Wo die Debatte um trans* Personen ein breites, gesellschaftliches Fundament hat
Natürlich greifen transfeindliche Communitys populäre Themen auf, um Stimmungsmache zu betreiben. Bei den TERFs waren es die Frauenräume, die plötzlich für Männer zugänglich wären – wir hatten über das Trans-Gesetz und die Debatte darum berichtet. Natürlich liegen diesen dekonstruktiven Vorwürfen wichtige Diskussionen zugrunde, die es zu führen gilt. So auch beim Sport, wo mit physischen Unterschieden argumentiert wird. Diese Unterschiede gibt es aber bekanntlich auch innerhalb der binären Geschlechter – oder ist jeder Mann in seiner körperlichen Beschaffenheit und seinen Genen etwa gleich?

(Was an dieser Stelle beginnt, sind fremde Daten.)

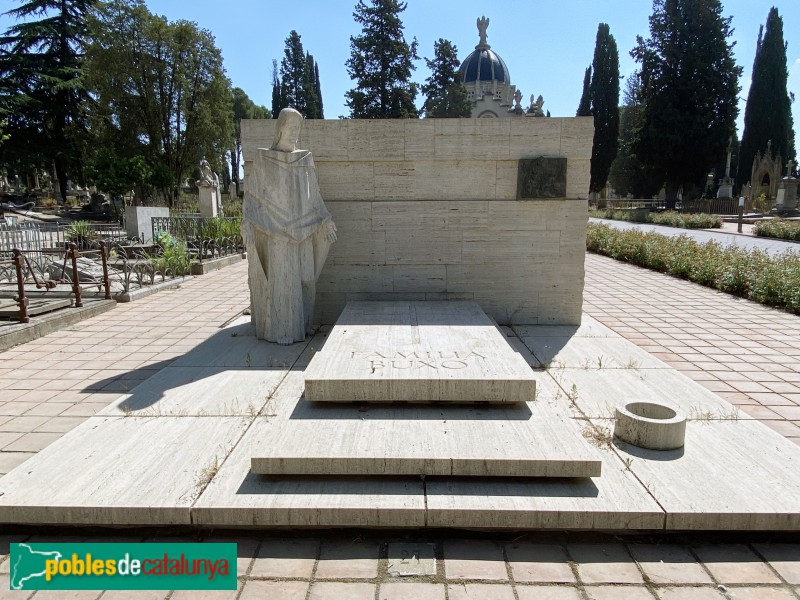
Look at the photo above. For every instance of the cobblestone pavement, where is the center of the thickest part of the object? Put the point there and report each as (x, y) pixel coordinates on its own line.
(746, 353)
(349, 566)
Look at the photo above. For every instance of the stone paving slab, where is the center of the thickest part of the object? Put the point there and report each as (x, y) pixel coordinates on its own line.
(590, 353)
(417, 352)
(730, 475)
(120, 471)
(597, 392)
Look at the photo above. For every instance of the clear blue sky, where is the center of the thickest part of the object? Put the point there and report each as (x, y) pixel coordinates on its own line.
(546, 45)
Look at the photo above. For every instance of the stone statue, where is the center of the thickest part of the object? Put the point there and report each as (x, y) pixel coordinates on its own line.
(288, 233)
(483, 25)
(207, 176)
(536, 107)
(210, 196)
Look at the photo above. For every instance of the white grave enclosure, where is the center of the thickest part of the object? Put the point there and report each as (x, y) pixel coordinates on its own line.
(427, 210)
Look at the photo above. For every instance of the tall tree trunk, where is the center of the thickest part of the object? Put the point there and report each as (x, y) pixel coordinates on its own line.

Im Sport versuchen Verbände zudem, Fairness und Inklusion zu vereinen. Dies muss in einer gesunden Balance stattfinden und darf nicht im kollektiven Ausschluss enden. Immerhin kann auch bei Sportler:innen abgesehen von trans* Personen keine absolute Fairness gewährleistet werden. Doch durch diverse Richtlinien und Nachbesserungen können Sportverbände so für einen fairen Wettkampf sorgen.
Letztlich dauert dies aber noch. Und bis dahin nutzen rechtspopulistisch Denkende weiterhin diese Narrative, um die breite Bevölkerung von der Abkehr von einer non-binären Gesellschaft zu überzeugen. Vermeintlich Neues macht eben Angst. Aber davon darf sich die Gesellschaft nicht zurückdrängen lassen. Sonst kommt es wieder so weit, dass Menschen statt Inklusion Vorverurteilung erleben.
Es liegt auch an jenen, die Inklusion bereits leben, anderen diese Angst zu nehmen. In diesem Sinne – Happy Pride-Month!